-->

CData in simplexml opened from XMLReader

2019-05-10 19:29发布

问题:

I've got a bunch of XML file which I'm loading in to my script using XMLReader, creating DOM object and then converting to Simplexml.

Problem is one of the XML file uses CDATA which SIMPLEXML ignores and normally using SIMPLEXML_LOAD_FILE I'd add the LIBXML_NOCDATA parameter but as I'm using simplexml_import_dom I can't figure out how to ignore the CDATA in the sceanrio below.

Any ideas please?

Many thanks Brett

$file = 'test.xml';
$reader = new XMLReader();
$reader->open($file);       
while ($reader->read())
{
    // are we in a product?
    if ($reader->nodeType == XMLReader::ELEMENT &&
        strtolower($reader->localName) == 'product')

    {
        if (!$node = $reader->expand()) {
            //do nothing 
        }
        else {
             // expand the node into a DOMNode
        // Convert to SimpleXML via DOM, messy but SimpleXML is soo much nicer.
        $dom  = new DomDocument();
        $dom->appendChild($dom->importNode($node, true));
        $products = simplexml_import_dom($dom);

        // do whatever we want to do with the product data

}

回答1:

You could try something like:

<?php
$str = $dom->saveXML();
$product = simplexml_load_string($str, 'SimpleXMLElement', LIBXML_NOCDATA | LIBXML_NOBLANKS);


回答2:

There seems to be a lot of confusion and misinformation about SimpleXML's handling of CDATA nodes. It does not "ignore" CDATA, it simply remembers that a particular node was in CDATA by representing it as an object not a plain string.
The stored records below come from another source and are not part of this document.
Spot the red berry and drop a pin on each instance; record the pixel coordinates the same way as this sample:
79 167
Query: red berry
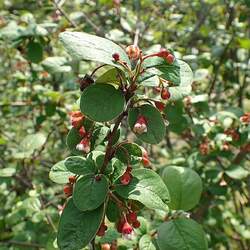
82 131
119 224
140 126
72 179
84 145
133 52
145 158
160 105
157 89
102 229
245 118
116 57
76 118
125 178
105 246
136 224
127 229
170 58
68 188
165 94
129 168
98 177
163 53
132 217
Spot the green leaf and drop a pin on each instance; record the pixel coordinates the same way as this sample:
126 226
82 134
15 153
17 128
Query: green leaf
160 67
90 193
83 46
112 211
146 243
174 114
73 138
99 135
56 64
77 228
79 165
110 76
237 172
185 86
146 187
155 124
179 74
181 234
184 185
102 102
34 52
29 144
7 172
59 173
129 152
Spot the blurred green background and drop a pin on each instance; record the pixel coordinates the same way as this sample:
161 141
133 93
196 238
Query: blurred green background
38 88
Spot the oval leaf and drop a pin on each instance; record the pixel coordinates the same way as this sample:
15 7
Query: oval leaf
146 187
102 102
77 228
59 173
83 46
34 52
155 124
73 138
80 165
146 243
90 193
184 185
181 234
If you always follow the good practice of casting SimpleXML's return values explicitly to string, you should see the contents of the CDATA just fine.

For more, see http://php.net/function.simplexml-load-string.php#84365

Alternatively, the LIBXML_NOCDATA parameter you mention can be passed to simplexml_load_string. If you really need the XMLReader for some other reason, you could presumably use $reader->readOuterXML() instead of converting via a DOMDocument.